A Python module to search arXiv.org. You can cross check a list of authors or keywords against either the most recent arXiv mailing or a given month/year. Works with python 2.7 and python 3.

To install::

pip install arxiv-checker

To check the most recent mailings of several arXiv subjects against a list of authors::

import arxivchecker
papers = arxivchecker.check_authors(['astro-ph', 'gr-qc', 'physics'], ['Smith, John', 'Doe, Jane'])

When displayed, each paper lists the title, a clickable url link to the abstract, and the author list.

To check against a long list of names, use a file::

papers = arxivchecker.check_authors(['astro-ph', 'gr-qc', 'physics'], 'names.txt')

If instead of names, you want to check each paper against a list of keywords in the title and abstract use::

papers = arxivchecker.check_keywords('astro-ph', ['Planet Formation','Hot Jupiter'])

You can also grab all of the papers first using the scrape_arxiv function::

papers = arxivchecker.scrape_arxiv('astro-ph')
results = arxivchecker.check_authors_from_papers(papers, 'Doe, Jane')

Similarly, for checking keywords::

papers = arxivchecker.scrape_arxiv('astro-ph')
results = arxivchecker.check_keywords_from_papers(papers, ['GJ876','Gilese-876'])
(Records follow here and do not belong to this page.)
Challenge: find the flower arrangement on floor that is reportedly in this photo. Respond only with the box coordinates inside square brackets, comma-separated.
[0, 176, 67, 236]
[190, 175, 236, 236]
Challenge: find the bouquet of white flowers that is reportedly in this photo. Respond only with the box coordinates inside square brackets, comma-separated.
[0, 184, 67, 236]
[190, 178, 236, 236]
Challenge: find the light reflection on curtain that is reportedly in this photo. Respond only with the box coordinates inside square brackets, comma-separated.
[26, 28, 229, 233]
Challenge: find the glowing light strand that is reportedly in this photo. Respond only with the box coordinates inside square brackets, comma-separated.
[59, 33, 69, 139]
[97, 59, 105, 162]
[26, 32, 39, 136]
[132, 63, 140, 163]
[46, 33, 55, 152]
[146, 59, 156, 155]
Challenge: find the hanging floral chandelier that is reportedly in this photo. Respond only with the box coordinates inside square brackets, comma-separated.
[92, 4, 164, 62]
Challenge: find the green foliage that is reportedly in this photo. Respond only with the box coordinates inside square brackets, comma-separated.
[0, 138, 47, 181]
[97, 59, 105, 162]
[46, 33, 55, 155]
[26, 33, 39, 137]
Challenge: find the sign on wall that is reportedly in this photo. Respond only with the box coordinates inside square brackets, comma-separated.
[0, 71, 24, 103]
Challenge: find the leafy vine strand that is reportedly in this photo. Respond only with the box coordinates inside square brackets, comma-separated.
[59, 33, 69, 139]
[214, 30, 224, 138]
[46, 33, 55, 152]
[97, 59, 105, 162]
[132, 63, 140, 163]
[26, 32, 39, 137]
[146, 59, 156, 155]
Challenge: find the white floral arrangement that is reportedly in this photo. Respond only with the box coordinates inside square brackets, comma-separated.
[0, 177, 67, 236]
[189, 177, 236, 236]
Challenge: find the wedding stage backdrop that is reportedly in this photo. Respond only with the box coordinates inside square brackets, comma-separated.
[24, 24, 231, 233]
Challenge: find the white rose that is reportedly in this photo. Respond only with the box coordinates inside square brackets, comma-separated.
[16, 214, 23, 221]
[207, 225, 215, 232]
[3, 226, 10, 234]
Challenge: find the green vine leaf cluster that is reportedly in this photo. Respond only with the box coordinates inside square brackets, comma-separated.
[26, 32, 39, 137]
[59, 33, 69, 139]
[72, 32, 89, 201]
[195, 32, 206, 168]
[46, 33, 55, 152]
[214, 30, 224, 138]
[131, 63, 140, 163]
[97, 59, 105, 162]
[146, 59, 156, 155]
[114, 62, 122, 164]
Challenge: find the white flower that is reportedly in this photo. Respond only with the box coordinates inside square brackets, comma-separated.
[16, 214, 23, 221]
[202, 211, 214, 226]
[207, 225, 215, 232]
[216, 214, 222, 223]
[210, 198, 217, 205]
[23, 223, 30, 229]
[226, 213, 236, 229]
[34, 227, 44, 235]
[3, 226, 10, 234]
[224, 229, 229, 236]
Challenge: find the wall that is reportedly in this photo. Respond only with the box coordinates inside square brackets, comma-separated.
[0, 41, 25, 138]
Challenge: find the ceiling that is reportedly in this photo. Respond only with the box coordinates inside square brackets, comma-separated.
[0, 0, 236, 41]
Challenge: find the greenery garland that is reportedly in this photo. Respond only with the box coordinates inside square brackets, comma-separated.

If you want to grab all of the papers from a given month you can supply the year and month arguments::

papers = arxivchecker.scrape_arxiv('astro-ph',year=2016,month=6) # June 2016
papers = arxivchecker.scrape_arxiv('astro-ph',year=2016,month='May') # May 2016

Or grab all of the papers for a given year::

papers = arxivchecker.scrape_arxiv('astro-ph',year=2016,month='all')

Note however that this can take a while to complete (there could be more than 10,000 papers), and arXiv discourages against crawling through the website.

Finally, to run straight from the command line::

python -c "import arxivchecker; arxivchecker.check_authors(['astro-ph', 'gr-qc', 'physics'], 'authors.txt') > results.txt

The arxivchecker requires the request and bs4 modules.